When I die, I’m not going to be able to smell the flowers you place at my gravestone so please don’t bring them to me. Don’t give a speech saying how much you loved me and miss me. Don’t post Facebook messages saying things like, "We have a new angel in heaven." I won’t need any of that.
Instead, you should bring me flowers while I am still alive. Bring them to me while I can still smell the delicious scent of lilacs. Bring them to me while I can still look at them sitting on a vase on the kitchen table and smile every time I walk past them. Do call me when you think about me to tell me that you love and appreciate me and that you miss me. Then actually make an effort to see me. Do post cute messages on my Facebook wall saying things like, “Hope you have a good day,” or comment on my Instagram pictures telling me that it looks artsy or that the pancakes I had for breakfast looked good. I need that. We all need that.
We realize the things and people we had were special right as we lose them. As a society, we tend to romanticize people after they die, but we fail to love them while they are still alive. A father abandoned his three children under the age of four. He never remembered their birthdays or even called. The children grew up to despise him. They blamed most of their problems on growing up without a father and complained about the fact that he was wealthy, but they were struggling financially. He never reached out to help. One day the father passed away suddenly. The kids, now teenagers, mourned his death deeply. I understood and comforted them, but as the months passed, I starting having trouble understanding. They started posting pictures of him on their Facebook pages on his birthday with captions such as, “You were the best father anyone could have ever asked for. I love you and miss you dearly.” Conversations suddenly became about how hard it was to lose their father, but the problem was that they had never even found him. Suddenly all the wrongs he committed in life disappeared, and the romanticized idea of the father they always wanted, emerged.
How many more times will we read news stories of kids and teenagers who committed suicide floating around social media including thousands of comments such as, “You were such a beautiful girl. You will be missed so much.” People will definitely miss her, but are you personally going to miss her so much? She was in your classes for three years consecutively, and you never said hello. You secretly made fun of her when that rash grew on her face. You never thought she was beautiful. How is she beautiful now that she is gone? Is the residue left after the burning of a body placed inside a dark, cold space somehow more beautiful than the actual person that she really was? How is that more beautiful than a living body who had the ability to think, smile, and knit?

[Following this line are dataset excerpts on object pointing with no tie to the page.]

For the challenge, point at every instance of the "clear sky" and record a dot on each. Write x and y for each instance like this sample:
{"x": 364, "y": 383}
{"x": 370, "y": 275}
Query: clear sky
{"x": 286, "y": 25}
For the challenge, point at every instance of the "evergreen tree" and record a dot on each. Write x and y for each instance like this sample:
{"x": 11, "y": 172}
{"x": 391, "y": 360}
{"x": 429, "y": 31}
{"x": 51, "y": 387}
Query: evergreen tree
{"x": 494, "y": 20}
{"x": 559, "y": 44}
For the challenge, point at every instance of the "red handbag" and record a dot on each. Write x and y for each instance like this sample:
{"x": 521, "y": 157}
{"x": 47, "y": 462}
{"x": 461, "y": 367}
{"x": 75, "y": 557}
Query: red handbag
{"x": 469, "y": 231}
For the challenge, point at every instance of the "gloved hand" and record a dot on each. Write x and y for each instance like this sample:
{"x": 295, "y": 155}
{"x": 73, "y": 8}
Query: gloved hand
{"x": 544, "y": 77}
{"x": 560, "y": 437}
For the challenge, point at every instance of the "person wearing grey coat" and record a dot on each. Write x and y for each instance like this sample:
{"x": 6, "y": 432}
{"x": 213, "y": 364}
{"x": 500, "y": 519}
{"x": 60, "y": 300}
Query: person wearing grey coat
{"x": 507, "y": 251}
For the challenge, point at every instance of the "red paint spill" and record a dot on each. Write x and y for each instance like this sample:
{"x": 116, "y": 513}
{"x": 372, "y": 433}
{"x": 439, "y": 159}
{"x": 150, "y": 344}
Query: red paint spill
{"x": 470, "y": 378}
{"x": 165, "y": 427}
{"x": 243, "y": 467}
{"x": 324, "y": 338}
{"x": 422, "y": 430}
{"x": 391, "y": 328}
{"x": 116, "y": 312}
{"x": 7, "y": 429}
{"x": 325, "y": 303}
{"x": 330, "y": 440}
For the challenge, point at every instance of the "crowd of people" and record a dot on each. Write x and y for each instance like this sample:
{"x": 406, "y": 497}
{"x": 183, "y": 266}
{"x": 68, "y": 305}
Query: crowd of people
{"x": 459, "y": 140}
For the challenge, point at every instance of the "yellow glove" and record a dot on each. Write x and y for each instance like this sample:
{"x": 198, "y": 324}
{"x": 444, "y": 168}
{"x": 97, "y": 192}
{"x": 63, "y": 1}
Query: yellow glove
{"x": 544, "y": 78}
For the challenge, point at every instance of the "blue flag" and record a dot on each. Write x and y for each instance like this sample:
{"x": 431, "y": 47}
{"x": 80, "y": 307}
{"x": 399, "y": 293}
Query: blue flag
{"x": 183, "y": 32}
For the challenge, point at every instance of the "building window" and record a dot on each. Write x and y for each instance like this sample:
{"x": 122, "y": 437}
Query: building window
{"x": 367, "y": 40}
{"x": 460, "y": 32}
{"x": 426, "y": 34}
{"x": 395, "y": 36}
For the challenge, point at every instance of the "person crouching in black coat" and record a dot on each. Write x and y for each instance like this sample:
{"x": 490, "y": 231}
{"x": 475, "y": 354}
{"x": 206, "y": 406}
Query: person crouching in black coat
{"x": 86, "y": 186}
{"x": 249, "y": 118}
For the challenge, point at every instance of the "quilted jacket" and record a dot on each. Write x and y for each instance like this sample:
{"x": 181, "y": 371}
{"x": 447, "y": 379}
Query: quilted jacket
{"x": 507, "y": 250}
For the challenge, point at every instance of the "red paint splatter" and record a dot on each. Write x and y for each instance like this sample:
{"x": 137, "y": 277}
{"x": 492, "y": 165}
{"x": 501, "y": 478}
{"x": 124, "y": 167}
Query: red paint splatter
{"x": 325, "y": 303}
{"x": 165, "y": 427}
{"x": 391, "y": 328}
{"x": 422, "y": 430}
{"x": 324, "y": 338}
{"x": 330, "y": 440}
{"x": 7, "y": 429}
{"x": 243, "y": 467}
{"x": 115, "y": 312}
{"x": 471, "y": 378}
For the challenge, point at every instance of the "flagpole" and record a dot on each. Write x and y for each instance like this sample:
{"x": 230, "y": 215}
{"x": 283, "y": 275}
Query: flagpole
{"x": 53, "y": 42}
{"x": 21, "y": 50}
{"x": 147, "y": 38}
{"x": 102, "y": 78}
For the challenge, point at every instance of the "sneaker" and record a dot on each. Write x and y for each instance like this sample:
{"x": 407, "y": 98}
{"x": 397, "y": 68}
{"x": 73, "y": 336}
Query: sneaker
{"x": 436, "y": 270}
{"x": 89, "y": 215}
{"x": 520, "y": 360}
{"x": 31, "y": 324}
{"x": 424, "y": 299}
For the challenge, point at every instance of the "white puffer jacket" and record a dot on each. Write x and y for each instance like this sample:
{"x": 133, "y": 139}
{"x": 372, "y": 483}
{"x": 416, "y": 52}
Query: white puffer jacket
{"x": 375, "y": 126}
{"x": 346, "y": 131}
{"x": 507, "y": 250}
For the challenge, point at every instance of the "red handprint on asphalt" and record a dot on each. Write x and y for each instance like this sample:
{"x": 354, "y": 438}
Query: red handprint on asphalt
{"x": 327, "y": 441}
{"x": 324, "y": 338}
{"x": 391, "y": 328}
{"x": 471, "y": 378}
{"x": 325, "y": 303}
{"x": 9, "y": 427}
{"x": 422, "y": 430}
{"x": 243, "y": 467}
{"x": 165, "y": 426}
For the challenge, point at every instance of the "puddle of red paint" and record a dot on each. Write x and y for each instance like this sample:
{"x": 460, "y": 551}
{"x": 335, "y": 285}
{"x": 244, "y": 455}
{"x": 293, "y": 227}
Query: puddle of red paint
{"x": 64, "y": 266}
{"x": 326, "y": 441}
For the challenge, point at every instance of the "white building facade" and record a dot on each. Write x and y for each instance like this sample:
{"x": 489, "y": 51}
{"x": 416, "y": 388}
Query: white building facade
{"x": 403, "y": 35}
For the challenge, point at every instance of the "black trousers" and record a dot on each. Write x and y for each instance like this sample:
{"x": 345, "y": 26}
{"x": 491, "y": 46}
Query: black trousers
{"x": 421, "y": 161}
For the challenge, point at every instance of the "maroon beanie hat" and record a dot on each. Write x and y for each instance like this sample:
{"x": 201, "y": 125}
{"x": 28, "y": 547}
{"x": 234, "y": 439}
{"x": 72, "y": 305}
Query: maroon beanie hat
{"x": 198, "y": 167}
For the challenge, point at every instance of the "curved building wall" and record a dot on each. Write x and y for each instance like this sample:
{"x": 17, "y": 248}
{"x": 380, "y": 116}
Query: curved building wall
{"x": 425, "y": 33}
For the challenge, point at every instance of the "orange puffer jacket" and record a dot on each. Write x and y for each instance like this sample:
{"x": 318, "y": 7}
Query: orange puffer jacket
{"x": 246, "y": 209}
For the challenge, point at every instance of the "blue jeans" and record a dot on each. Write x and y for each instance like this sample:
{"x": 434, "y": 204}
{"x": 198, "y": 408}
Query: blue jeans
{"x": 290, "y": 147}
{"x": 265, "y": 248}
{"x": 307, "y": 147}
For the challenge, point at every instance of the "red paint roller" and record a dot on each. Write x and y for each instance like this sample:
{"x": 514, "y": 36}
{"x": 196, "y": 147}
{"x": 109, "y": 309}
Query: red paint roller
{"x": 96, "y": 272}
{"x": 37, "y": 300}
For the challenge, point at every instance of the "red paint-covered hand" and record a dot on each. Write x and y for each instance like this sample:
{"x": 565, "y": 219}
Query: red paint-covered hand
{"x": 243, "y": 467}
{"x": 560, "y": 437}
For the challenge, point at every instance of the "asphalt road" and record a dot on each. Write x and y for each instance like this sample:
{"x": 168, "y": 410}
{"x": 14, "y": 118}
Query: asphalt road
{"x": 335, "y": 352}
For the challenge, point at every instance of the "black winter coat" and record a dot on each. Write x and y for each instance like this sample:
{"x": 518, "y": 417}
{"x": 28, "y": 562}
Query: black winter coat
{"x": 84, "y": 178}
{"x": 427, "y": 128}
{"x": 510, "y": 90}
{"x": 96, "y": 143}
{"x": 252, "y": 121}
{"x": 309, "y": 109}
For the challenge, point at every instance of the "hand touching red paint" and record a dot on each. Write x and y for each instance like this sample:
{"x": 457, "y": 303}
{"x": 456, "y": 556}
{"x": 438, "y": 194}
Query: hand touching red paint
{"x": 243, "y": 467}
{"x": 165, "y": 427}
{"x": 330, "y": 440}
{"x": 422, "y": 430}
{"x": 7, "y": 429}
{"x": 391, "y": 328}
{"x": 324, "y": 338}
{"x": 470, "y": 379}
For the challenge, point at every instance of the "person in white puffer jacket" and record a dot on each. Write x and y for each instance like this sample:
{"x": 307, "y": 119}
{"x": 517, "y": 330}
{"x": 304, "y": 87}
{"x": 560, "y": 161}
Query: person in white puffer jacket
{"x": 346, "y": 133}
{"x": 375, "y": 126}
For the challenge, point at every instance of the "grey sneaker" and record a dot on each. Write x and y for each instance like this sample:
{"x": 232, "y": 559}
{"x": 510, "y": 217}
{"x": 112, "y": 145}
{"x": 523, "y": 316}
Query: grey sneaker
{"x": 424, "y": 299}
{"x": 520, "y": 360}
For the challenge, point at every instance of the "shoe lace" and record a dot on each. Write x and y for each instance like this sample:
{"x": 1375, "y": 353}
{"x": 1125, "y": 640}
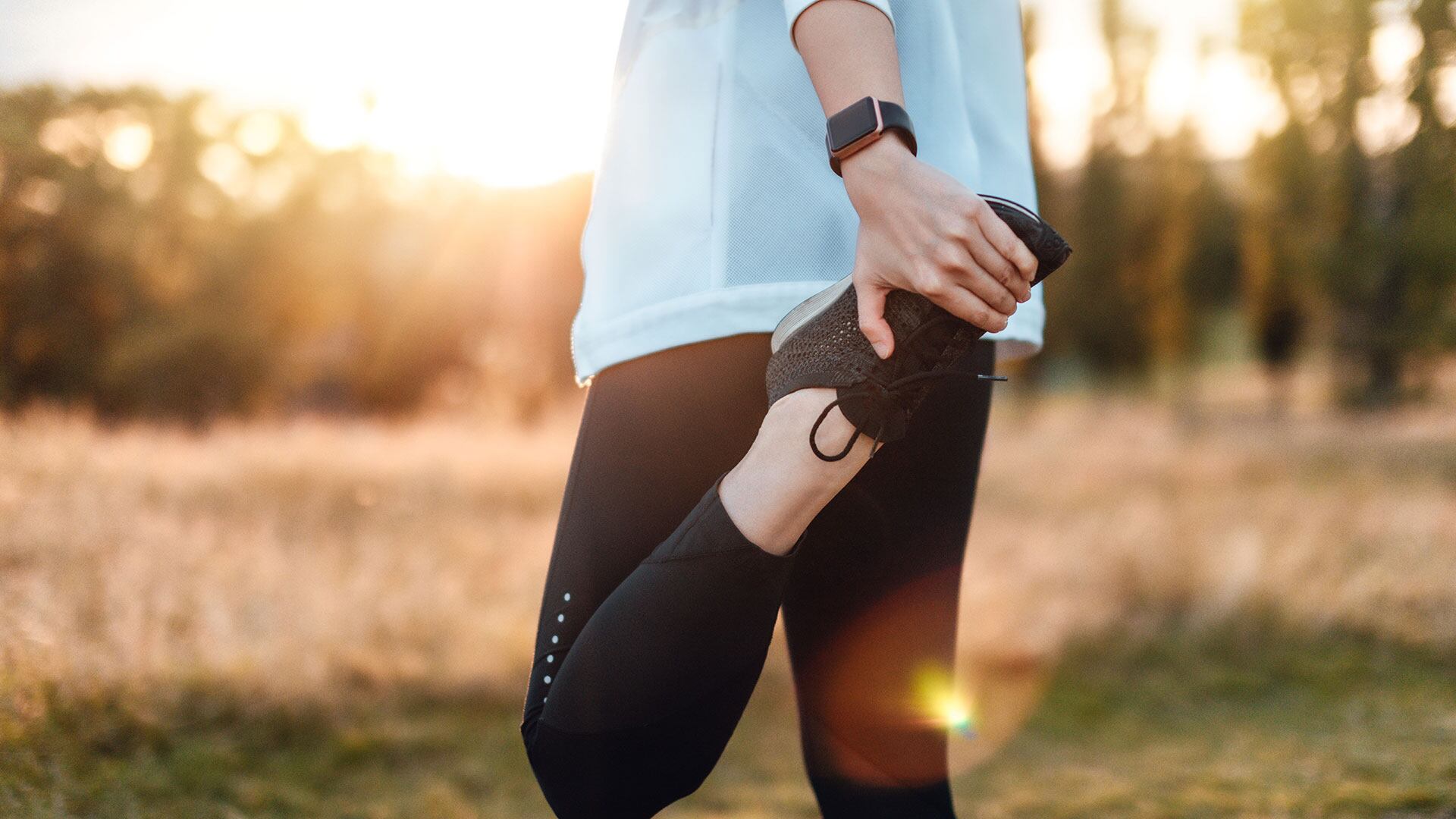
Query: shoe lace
{"x": 896, "y": 388}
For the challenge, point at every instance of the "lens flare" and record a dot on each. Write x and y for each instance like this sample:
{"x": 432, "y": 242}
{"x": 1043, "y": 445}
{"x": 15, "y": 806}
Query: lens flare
{"x": 944, "y": 704}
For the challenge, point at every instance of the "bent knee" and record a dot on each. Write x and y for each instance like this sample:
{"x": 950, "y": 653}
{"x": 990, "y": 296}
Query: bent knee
{"x": 628, "y": 774}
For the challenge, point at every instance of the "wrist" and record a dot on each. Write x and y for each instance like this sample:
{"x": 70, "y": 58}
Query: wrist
{"x": 868, "y": 168}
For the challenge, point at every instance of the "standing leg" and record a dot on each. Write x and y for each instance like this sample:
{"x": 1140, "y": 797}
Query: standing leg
{"x": 871, "y": 613}
{"x": 654, "y": 627}
{"x": 655, "y": 433}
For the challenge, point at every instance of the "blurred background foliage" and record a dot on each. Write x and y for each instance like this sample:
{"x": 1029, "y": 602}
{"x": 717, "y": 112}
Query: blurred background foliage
{"x": 166, "y": 257}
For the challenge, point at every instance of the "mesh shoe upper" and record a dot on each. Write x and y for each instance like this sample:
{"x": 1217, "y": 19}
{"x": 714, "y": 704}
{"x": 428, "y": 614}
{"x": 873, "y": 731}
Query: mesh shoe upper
{"x": 878, "y": 395}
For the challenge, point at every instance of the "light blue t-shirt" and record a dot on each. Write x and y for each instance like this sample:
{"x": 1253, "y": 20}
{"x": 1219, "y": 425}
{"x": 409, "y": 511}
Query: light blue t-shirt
{"x": 714, "y": 209}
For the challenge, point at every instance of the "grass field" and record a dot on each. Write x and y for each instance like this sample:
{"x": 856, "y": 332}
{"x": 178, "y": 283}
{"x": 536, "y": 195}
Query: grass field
{"x": 1163, "y": 615}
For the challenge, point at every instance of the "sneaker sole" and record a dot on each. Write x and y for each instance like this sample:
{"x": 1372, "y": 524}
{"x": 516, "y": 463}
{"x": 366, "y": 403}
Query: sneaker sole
{"x": 805, "y": 311}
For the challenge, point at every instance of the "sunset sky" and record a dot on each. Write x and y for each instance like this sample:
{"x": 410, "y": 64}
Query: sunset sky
{"x": 437, "y": 74}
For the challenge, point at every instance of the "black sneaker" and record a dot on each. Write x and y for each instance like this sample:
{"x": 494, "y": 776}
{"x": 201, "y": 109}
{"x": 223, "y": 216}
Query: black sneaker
{"x": 819, "y": 344}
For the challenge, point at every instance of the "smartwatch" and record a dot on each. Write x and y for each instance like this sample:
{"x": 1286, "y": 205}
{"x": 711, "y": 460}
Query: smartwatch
{"x": 861, "y": 124}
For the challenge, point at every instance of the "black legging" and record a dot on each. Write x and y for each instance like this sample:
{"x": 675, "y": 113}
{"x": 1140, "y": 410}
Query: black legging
{"x": 658, "y": 613}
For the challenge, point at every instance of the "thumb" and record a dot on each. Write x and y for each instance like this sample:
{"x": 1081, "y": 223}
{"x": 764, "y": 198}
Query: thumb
{"x": 873, "y": 316}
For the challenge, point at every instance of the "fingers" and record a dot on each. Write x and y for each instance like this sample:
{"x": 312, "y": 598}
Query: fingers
{"x": 1006, "y": 243}
{"x": 968, "y": 306}
{"x": 871, "y": 299}
{"x": 999, "y": 268}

The problem lies in regret. Anne Frank said that “the dead receive more flowers than the living because regret is more powerful than gratitude,” and how right she was. You regret not being able to make that person’s day a little better, somehow brighter. You regret not talking to your aunt in five years merely because phone calls are somehow antiquated. You regret not mailing your grandmother pictures of yourself at prom having fun with your friends. You rather post them on Instagram and get gratification from the likes you get. But in sending that picture to your grandmother, you could have filled her heart with joy. All of us do it. And we will always have regrets, but we can certainly diminish the amount of regret we have by being more grateful of everyone and everything around us.
You have most likely heard that you should live every day like it is your last day on Earth, and that is suitable advice, but the roots of that statement are holding onto dirt showered in selfishness. Rather, treat every person like it is their last day on Earth. How does that change your perspective? Will you help that man pick up the box he dropped? You don’t know if, on the way home, he will be distracted sending a text message at a red light and will be hit by an incoming truck without warning. Improve other people’s quality of life by treating them with extraordinary care and kindness.
Of course, the point in this is moderation. Do not go so far as being used by others or anxiously feeling sad every time someone asks you for a favor and you have to say yes because you are scared they will pass away tomorrow, and you will regret not helping them. That is not healthy. Rather, use this advice as a theory. You’ll be surprised of the appreciation, joy, and fulfillment sprouting from your heart when you think of others before yourself.
*The death of a loved one is the biggest pain one can experience. I do not mean to hurt anyone who has lost someone near and dear to them. I am extremely sorry; and this article does not apply to anyone who has lost somebody they truly loved and cherished, but rather to those of us who did not love or appreciate those around us until after their death. The purpose is to bring awareness to the problem of regret and lack of love while one is still alive—to make everyone's lives more beautiful before they can no longer smell the flowers.